Les larmes aux yeux, elle respira profondément. Elle tremblait si fort que le moindre faux pas pouvait la précipiter dans le vide. Derrière ses paupières closes, Rosalie, Luisa puis Jeanne apparurent ; trois visages qu’elle ne reverrait peut-être jamais. Luisa… Si elle ne sautait pas, elle n’aurait aucun moyen de la sauver. Quand elle s’approcha du bord, elle regretta de ne plus porter le masque blanc. Finalement, elle aurait préféré ne rien voir au moment de se jeter dans le ciel. Dans quel état sortait-on d’une telle épreuve ? Les muscles de son visage tressautèrent convulsivement comme si son corps, à travers ces vaines grimaces, refusait qu’on lui imposât un tel châtiment. Mais il était temps ; elle ouvrit grand les yeux, puis sans un mot, sans un cri, sans même un soupir, elle s’élança dans le vide.
Au loin, des voix s’élevèrent de concert : « Au nom de la Communauté de Ceux d’en haut, nous t’accueillons parmi nous, Marie, au sein de la Caste des Ressuscités… ». Puis un choc terrible se fit entendre.
(Extrait des archives de la Communauté, volume 2 : « Une Promenade hors du corps »)
Et celle de Rosalie Malcoiffe....
— Quelle épreuve as-tu surmontée ?
— L’une des pires de ma vie.
La zone d’ombre qui brouillait son regard ne cessait de s’étendre. Marie se souvint des maltraitances conjugales qu’elle avait subies, de la violence de son exorcisme, de sa brusque séparation d’avec sa mère, de son internement forcé à l’asile… Qu’avait-elle pu vivre de plus terrible encore ?
— On m’a attachée sur un lit, dans une cave du château.
Marie ne put réprimer un frisson d’angoisse.
— Un à un, les Sages sont entrés, formant un cercle autour de moi. Je ne distinguais pas leur visage, ils portaient un masque doré.
— Combien étaient-ils ? l’interrompit Marie.
Elle se souvenait très bien de cette effrayante ronde de masques dorés.
— Trente, répondit Rosalie sans une seconde d’hésitation.
Comme elle le redoutait, Luisa avait assisté à la cérémonie ; Marie baissa les yeux.

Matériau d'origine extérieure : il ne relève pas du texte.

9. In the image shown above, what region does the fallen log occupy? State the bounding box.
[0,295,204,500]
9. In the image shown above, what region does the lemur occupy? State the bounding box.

— Ils portaient tous un cierge à la main ; la cire coulait sur leurs gants, mais ils restaient immobiles, comme insensibles à la douleur ; à la peur, aussi ; enfin, à toute forme de sentiment…
Elle respira profondément avant de reprendre son récit.
— Quelqu’un est ensuite sorti du cercle. À ses longs cheveux bruns, j’ai reconnu Monica. Elle s’est agenouillée près de moi, m’a caressé le visage, puis m’a demandé : « Madame Adélaïde Lamartine, souhaitez-vous intégrer la Communauté de Ceux d’en haut ? ».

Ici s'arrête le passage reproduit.